Au-delà de la colère ou de l'incompréhension, c'est finalement surtout un profond sentiment de tristesse et de gâchis qui prédomine à l'idée qu'une si belle histoire d'amour, quasi idyllique, entre Liverpool et son enfant prodige se termine ainsi, de manière aussi abrupte, décevante et quelque peu mélancolique. Les joueurs d'un seul club, fidèles à leurs couleurs du début à la fin de leur carrière, sont une espèce en voie de disparition dans le football moderne. Mais Trent Alexander-Arnold semblait sincèrement destiné à en faire partie, à devenir ce modèle ultime pour les générations futures, ce joueur qui trace un chemin radieux depuis les terrains de l'académie jusqu'au capitanat à Anfield.
N'avait-il pas lui-même déclaré, il n'y a pas si longtemps, que les trophées remportés par Liverpool sous l'ère Klopp avaient intrinsèquement plus de valeur que ceux accumulés par Manchester City sur la même période, car, disait-il, « Nous [Liverpool] luttons contre une machine qui est bâtie et programmée pour gagner » ? Une déclaration forte, pleine de sens et d'attachement. Et pourtant, le voilà aujourd'hui qui s'apprête à rejoindre le Real Madrid, ce club richissime, le plus puissant et le plus titré d'Europe, soutenu lui aussi par des moyens financiers considérables et une forme de pouvoir quasi étatique. Son choix manque cruellement de cohérence avec ses propres discours passés et laisse un arrière-goût amer.
Mais, comme Alexander-Arnold l'a lui-même laissé entendre lors de son interview à Sky Sports, il n'est peut-être plus guidé principalement par la quête de trophées collectifs avec une équipe particulière, mais bien par l'accomplissement d'objectifs personnels, par la réalisation de son potentiel individuel maximal. Il n'y a sans doute rien d'intrinsèquement étrange ou d'inhabituel à cela dans le football moderne, où les carrières sont souvent gérées comme des entreprises individuelles. La majorité des footballeurs professionnels d'aujourd'hui pensent probablement de la même manière.

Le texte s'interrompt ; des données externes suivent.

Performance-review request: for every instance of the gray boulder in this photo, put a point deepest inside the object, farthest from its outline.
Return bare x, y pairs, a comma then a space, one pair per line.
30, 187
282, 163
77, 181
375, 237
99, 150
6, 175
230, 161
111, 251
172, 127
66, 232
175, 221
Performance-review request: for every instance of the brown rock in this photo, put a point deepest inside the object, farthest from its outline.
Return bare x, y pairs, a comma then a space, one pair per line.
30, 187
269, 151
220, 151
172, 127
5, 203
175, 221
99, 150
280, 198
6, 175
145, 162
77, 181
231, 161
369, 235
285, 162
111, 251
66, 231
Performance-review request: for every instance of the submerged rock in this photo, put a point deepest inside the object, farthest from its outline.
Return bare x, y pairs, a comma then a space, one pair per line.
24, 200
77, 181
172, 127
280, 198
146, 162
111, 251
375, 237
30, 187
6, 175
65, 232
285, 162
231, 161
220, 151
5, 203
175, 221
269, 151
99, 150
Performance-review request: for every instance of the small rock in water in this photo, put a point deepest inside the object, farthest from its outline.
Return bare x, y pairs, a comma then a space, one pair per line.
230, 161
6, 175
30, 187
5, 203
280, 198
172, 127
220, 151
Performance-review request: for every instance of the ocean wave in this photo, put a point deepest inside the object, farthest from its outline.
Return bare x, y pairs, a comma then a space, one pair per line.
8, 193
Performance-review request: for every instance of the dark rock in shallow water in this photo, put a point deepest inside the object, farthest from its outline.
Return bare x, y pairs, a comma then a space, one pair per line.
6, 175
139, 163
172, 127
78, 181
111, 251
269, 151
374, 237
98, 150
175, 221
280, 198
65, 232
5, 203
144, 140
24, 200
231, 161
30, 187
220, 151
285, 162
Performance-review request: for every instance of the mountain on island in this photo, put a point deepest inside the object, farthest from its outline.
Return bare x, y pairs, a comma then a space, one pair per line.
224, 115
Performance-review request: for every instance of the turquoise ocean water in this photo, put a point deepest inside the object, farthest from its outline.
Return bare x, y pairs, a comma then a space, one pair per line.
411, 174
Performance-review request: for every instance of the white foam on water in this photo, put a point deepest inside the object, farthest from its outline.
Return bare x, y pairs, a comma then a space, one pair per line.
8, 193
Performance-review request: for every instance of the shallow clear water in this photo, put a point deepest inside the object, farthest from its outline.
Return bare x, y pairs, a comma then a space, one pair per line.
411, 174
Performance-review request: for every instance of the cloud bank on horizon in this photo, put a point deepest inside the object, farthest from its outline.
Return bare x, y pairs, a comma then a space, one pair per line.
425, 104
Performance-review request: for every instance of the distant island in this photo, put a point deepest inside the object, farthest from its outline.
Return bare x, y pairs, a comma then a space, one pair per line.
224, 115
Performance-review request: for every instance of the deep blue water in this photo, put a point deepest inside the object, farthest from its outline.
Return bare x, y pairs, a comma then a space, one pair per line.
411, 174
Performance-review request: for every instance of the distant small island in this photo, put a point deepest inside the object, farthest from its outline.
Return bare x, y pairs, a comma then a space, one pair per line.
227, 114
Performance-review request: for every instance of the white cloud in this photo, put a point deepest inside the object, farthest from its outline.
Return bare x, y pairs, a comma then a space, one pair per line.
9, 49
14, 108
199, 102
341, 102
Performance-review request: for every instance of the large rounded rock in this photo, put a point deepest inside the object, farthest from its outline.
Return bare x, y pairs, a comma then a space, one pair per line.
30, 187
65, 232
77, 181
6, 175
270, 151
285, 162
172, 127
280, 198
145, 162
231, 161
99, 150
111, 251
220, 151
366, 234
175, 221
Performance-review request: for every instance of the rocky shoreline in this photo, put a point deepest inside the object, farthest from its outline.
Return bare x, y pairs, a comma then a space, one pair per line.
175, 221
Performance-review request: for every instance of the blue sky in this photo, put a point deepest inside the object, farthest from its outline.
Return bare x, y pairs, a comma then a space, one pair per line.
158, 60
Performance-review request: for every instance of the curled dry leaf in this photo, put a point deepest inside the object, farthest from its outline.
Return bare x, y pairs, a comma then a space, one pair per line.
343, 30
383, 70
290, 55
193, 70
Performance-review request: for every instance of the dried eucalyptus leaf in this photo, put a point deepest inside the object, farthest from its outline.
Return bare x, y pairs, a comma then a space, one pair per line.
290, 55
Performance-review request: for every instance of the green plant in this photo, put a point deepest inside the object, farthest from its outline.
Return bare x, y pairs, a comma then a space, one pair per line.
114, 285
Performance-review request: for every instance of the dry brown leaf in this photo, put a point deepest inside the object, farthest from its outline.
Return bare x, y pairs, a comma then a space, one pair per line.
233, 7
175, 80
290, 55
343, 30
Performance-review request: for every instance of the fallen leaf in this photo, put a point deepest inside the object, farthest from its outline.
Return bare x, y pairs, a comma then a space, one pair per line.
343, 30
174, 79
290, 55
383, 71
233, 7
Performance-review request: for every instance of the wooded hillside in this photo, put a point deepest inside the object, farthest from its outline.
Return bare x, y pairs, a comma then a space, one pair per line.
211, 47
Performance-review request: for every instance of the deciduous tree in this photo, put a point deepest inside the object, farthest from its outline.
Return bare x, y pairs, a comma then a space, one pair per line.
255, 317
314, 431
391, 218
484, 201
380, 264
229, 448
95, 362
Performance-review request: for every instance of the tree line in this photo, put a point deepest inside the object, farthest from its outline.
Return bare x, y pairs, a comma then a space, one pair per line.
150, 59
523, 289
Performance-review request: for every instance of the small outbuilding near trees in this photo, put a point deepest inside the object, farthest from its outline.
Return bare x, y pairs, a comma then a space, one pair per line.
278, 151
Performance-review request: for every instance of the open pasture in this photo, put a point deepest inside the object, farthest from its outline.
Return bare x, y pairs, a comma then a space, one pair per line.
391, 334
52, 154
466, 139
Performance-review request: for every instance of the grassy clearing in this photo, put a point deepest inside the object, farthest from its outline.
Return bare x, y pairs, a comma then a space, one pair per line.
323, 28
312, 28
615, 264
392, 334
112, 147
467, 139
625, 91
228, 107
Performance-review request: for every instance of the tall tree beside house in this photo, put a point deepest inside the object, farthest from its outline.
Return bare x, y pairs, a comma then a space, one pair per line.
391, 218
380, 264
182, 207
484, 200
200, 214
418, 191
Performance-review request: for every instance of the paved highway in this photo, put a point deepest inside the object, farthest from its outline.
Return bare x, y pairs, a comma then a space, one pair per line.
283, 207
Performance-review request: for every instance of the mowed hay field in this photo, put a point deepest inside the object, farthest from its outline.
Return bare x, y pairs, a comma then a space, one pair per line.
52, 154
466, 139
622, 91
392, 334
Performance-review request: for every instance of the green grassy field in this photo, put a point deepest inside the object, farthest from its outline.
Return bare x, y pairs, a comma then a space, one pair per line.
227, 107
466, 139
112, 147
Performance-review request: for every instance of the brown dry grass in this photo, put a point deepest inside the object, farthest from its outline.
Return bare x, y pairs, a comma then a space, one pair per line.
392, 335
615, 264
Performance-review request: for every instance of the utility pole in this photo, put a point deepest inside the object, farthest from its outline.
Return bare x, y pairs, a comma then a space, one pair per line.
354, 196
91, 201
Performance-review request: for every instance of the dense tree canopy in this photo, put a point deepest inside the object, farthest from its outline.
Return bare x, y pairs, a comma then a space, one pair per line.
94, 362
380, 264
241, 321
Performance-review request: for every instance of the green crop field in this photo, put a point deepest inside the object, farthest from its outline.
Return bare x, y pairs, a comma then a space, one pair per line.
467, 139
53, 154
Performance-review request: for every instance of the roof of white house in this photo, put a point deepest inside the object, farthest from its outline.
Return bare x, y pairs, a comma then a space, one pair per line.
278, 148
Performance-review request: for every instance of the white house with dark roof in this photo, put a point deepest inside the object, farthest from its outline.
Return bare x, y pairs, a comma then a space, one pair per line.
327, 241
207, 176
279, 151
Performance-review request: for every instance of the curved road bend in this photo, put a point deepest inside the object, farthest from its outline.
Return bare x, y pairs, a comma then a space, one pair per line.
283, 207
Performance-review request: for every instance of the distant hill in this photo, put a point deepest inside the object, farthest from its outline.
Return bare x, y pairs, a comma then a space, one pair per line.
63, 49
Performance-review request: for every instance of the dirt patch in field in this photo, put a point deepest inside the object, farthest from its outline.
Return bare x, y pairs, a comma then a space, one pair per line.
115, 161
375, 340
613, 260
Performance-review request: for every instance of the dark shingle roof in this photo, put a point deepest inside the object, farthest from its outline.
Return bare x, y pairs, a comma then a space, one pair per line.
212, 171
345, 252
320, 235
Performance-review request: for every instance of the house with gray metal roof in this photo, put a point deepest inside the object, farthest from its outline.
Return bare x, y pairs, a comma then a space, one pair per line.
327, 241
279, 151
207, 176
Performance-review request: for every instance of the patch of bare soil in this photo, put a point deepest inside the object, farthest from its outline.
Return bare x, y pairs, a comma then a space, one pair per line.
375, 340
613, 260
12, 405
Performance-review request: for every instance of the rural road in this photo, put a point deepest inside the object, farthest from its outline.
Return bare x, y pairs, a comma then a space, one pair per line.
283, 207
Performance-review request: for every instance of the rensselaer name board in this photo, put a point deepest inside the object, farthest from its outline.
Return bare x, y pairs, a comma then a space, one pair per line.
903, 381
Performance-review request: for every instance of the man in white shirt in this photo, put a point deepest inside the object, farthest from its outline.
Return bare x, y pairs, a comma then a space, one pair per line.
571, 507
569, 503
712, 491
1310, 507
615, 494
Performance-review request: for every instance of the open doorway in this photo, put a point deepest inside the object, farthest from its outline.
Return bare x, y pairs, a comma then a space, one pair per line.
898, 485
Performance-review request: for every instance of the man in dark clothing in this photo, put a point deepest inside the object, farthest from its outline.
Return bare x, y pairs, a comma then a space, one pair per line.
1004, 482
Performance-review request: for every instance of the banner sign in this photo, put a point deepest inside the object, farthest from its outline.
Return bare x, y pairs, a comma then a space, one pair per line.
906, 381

Les supporters de Liverpool, eux, resteront cependant profondément meurtris et déçus par ce dénouement. Le mieux qu'Alexander-Arnold puisse désormais espérer est un adieu sobre et respectueux, sans effusion excessive, lors des dernières semaines de la saison. Difficile d'imaginer un hommage grandiose quand on sait qu'il négociait son transfert à Madrid en coulisses pendant que son équipe se battait encore pour le titre de champion, créant ainsi une distraction et une source de tension totalement superflues et évitables. Le ressentiment profond et durable des fans des Reds est donc parfaitement compréhensible : Trent était l'un des leurs, l'enfant de la ville, le "Scouser" qui vivait le rêve partagé par des milliers d'entre eux. Mais voilà, Alexander-Arnold a apparemment fini de réaliser ce rêve-là, et il s'en est trouvé un nouveau, plus personnel, plus brillant à ses yeux.
Dans son esprit, courir après l'objectif quasi inaccessible du Ballon d'Or sous le maillot du Real Madrid signifie désormais plus que de porter un jour le brassard de capitaine de Liverpool à Anfield. Malheureusement pour lui, et c'est là toute l'ironie tragique de son choix, il y a fort à parier qu'il n'obtiendra au final jamais ni l'un (le Ballon d'Or) ni l'autre (le capitanat qu'il semblait convoiter). Et seul Alexander-Arnold saura, le jour où il se regardera dans le miroir après la fin de sa carrière, si ce sacrifice de son statut d'icône potentielle à Liverpool en valait vraiment la peine.